Жанна встряхнулась, осознав, что умудрилась на пару минут потерять сознание. Ничего удивительного: страшная встряска аварийной посадки "Кракена" до сих пор давала о себе знать. Визор с самого начала диагностировал легкое сотрясение мозга, настоятельно рекомендуя длительный отдых. То же советовал медицинский сканер кибердока. У девушки эти выводы вызвали нервный смешок: длительный отдых в их условиях вполне мог стать вечным. Она отлично понимала, что долго насиловать собственный организм стимуляторами не выйдет — и краткосрочный обморок буквально на ровном месте лучшее тому подтверждение. Но выбора не было: ни у нее, ни у Шонта.
Смахнула с обзорной пластины шлема пыль и быстро осмотрелась. Ничего кроме пылевых смерчей, гудящих над трещинами в высохшей земле и вывороченном грунте. Жанна не рисковала пока ни снимать шлем, ни даже использовать кислородные фильтры сьютера: поднятые взрывом частицы сажи и пепла все еще носились в воздухе, а сходившие с ума воздушные потоки добавляли к этому изрядную толику песка и каменной крошки. Воздуха ей с Джоном должно хватить на пару-тройку часов, а там видно будет. Она все же надеялась, что вечно эта черно-коричневая туча висеть здесь не будет, а когда склоны и камни остынут — исчезнут и смерчи. Мало того, что дышать в такой атмосфере рискнул бы самоубийца, но и видимость оставляла желать лучшего.
Облака в небе с каждой минутой становились все темнее и гуще, превращая день в серые сумерки. И с этим Жанна так же ничего поделать не могла: взрыв на плато поднял ввысь прорву измельченной породы, взметнул кубометры сажи от сгоревших лесов. Вот почему Жанна рискнула оставить Шонта у обломков "Кракена", а сама отправилась к источнику широкого плюмажа дыма, безостановочно ввинчивающегося в темнеющее небо, раздираемого ветром на черные лоскутья.

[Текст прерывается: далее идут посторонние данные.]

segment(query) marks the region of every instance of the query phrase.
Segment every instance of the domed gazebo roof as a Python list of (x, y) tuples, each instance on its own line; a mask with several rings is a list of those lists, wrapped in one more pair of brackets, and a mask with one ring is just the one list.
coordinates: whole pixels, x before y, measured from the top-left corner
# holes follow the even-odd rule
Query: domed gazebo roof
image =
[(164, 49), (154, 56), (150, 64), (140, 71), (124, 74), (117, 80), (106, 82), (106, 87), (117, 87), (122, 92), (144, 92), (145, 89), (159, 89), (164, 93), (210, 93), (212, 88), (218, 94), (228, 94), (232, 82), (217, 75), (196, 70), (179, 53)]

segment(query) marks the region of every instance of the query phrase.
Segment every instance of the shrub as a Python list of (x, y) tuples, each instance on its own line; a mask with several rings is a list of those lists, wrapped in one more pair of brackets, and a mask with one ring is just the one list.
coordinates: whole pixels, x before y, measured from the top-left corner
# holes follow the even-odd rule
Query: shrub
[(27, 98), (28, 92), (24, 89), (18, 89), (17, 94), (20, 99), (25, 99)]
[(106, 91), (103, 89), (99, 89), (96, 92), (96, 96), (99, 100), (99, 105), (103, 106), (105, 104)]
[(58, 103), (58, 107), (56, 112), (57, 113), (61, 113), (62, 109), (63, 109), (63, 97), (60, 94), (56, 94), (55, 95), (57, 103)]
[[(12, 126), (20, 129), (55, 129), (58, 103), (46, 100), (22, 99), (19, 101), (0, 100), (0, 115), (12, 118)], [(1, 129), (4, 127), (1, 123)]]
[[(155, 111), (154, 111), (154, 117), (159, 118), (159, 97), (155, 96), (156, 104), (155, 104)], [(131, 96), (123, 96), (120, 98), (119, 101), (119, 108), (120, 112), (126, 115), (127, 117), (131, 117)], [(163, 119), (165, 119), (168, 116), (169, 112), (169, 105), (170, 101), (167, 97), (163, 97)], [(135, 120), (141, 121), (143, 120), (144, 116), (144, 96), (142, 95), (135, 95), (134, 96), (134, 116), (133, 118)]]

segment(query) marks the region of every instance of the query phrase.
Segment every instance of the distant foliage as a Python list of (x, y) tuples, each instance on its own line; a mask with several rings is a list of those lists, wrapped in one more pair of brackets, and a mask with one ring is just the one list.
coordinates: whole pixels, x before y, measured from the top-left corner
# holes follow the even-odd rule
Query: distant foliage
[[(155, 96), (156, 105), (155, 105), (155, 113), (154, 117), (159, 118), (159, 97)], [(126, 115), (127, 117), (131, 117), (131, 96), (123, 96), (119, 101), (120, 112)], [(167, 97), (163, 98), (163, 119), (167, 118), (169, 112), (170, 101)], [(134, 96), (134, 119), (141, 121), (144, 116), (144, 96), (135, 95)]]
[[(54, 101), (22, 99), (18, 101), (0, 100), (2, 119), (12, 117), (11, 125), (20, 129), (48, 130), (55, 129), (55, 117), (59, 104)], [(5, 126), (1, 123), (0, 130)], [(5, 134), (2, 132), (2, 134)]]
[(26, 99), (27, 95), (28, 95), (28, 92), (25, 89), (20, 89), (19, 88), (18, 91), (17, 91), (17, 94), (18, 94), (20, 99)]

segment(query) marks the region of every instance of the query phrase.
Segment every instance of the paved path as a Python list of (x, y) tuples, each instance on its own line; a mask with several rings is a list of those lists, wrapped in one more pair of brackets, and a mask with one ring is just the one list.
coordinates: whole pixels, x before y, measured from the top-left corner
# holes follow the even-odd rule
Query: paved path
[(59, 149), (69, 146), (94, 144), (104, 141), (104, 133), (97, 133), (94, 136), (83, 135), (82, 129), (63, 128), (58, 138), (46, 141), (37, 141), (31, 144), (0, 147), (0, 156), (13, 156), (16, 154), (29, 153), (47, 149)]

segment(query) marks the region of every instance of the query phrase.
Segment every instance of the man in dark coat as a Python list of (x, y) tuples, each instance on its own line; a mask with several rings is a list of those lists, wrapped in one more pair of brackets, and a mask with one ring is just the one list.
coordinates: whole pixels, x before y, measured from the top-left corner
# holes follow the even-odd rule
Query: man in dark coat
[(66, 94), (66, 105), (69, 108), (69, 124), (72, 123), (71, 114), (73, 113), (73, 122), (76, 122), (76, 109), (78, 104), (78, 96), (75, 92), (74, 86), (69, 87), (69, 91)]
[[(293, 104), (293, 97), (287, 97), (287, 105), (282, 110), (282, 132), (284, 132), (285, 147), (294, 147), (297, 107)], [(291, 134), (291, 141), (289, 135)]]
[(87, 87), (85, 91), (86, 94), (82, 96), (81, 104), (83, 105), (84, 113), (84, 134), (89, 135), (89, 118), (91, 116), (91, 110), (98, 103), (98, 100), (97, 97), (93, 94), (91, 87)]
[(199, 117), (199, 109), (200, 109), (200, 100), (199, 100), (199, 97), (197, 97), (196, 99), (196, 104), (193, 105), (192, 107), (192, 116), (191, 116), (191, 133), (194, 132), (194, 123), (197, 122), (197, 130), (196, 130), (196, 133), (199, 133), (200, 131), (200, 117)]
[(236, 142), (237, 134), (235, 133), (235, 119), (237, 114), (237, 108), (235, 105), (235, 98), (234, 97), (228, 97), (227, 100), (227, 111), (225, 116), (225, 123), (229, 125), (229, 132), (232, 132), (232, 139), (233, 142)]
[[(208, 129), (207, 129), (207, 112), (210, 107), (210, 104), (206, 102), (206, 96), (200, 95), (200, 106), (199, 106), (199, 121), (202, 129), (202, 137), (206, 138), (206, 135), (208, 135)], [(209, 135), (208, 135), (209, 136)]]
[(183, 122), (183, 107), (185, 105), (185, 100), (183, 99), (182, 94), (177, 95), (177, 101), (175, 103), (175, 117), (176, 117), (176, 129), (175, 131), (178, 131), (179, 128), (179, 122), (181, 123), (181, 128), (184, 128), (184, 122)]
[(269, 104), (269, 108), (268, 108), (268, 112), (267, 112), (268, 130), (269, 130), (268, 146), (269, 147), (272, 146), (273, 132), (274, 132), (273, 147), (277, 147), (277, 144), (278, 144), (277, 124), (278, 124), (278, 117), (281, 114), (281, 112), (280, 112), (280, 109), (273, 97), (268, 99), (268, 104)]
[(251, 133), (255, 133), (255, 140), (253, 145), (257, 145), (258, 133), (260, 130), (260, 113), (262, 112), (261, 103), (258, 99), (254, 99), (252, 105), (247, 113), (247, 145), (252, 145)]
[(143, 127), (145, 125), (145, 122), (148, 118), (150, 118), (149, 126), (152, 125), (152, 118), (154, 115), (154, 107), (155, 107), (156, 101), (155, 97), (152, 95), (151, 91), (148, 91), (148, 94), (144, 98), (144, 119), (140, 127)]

Тэш'шский транспортник — до него руки дошли не сразу. Сперва пришла в себя, потом занималась напарником, спасала из-под обломков сколь бы то полезные вещи. Хотелось верить, что проклятые "коты" передохли во время катастрофы, но служба на "Гетмане Хмельницком" отучила от привычки полагаться на случай. Тэш'ша, к сожалению, просто так редко когда умирали.
Жанна перепрыгнула через чересчур широкий вал земли, чтобы его обходить, пробежала по испещренному трещинами ровному участку — и выглянула из-за края глыбы размером с три-четыре "Кракена". Рейкер угрюмо гудел, готовый в любой миг послать в цель поток "шипов" — "Бурю" оказавшуюся в уцелевшем после катастрофы аварийном комплекте Жанна решила не брать, предпочтя старую добрую "Иволгу".